Cell-Based Therapeutics in Burn Medicine

     New strategies using skin substitutes and autologous or allogeneic cell suspensions have been developed to improve healing of burn injuries. Skin substitutes grown in a laboratory and populations of individual skin cells harvested from biopsies can be applied to debrided burns to return damaged skin to optimal cosmetic appearance and normal function in the shortest period of time.

     The use of skin substitutes to temporarily restore the multiple functions of normal skin has been of substantial benefit in the management of cutaneous burn injuries. Skin substitutes are widely used in the management of human thermal burns and can be (1) temporary or permanent, (2) epidermal, dermal, or composite, and (3) biologic or synthetic. They have also been shown to be effective in speeding up time to closure of chronic leg and foot ulcers, surgical excision sites, and partial-thickness donor sites.

     The application of keratinocytes in suspension has been shown to improve epidermal wound healing in pig and mouse models. ReCell^® Autologous Cell Harvesting Device (Avita Medical Americas LLC, Woburn, MA) is an innovative medical device that was developed to allow rapid harvesting of autologous cells from a thin split-thickness biopsy. Harvesting is followed by spray application of a population of skin cells onto wounds within 30 min of collecting the biopsy, without the need of culturing the cells in a clinical laboratory.

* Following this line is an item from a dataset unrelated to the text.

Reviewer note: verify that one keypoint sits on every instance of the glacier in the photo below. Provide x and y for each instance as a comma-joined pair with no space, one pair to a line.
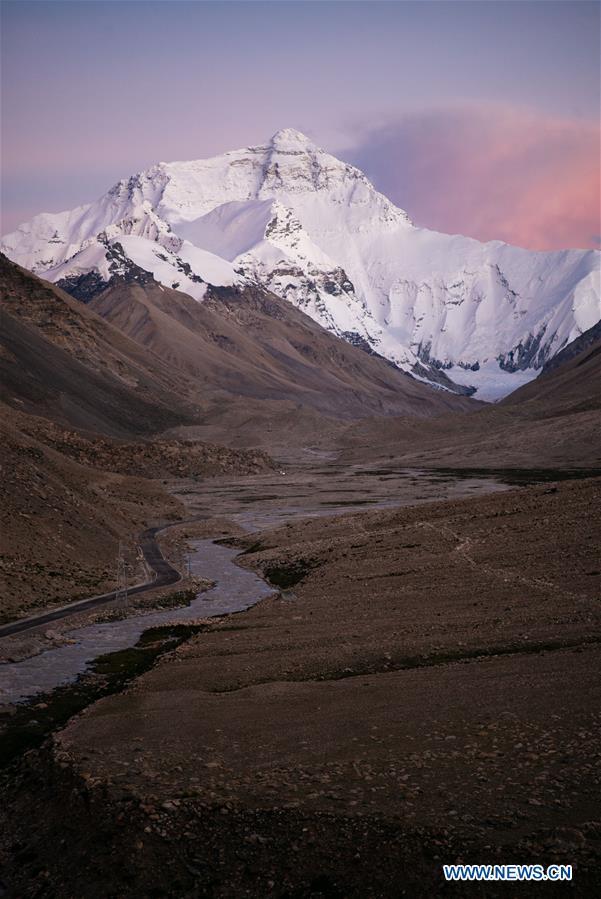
477,317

Following processing of the skin biopsy, the resulting cell suspension provides autologous keratinocytes, epidermal stem cells, melanocytes, fibroblasts, and Langerhans cells for application onto prepared wound beds.

     In this talk an overview of cell-based therapeutics in treating cutaneous vesicant injuries will be provided, to include a review of available products and use of several of these products in treating sulfur mustard injuries in a weanling swine model.

The views expressed in this presentation are those of the author and do not reflect the official policy of the Department of Army, Department of Defense, or the U.S. Government. The experimental protocol was approved by the Animal Care and Use Committee at the United States Army Medical Research Institute of Chemical Defense and all procedures were conducted in accordance with the principles stated in the Guide for the Care and Use of Laboratory Animals (National Research Council, 1996), and the Animal Welfare Act of 1966 (P.L. 89-544), as amended. This research was supported by the Defense Threat Reduction Agency, Medical S&T Division.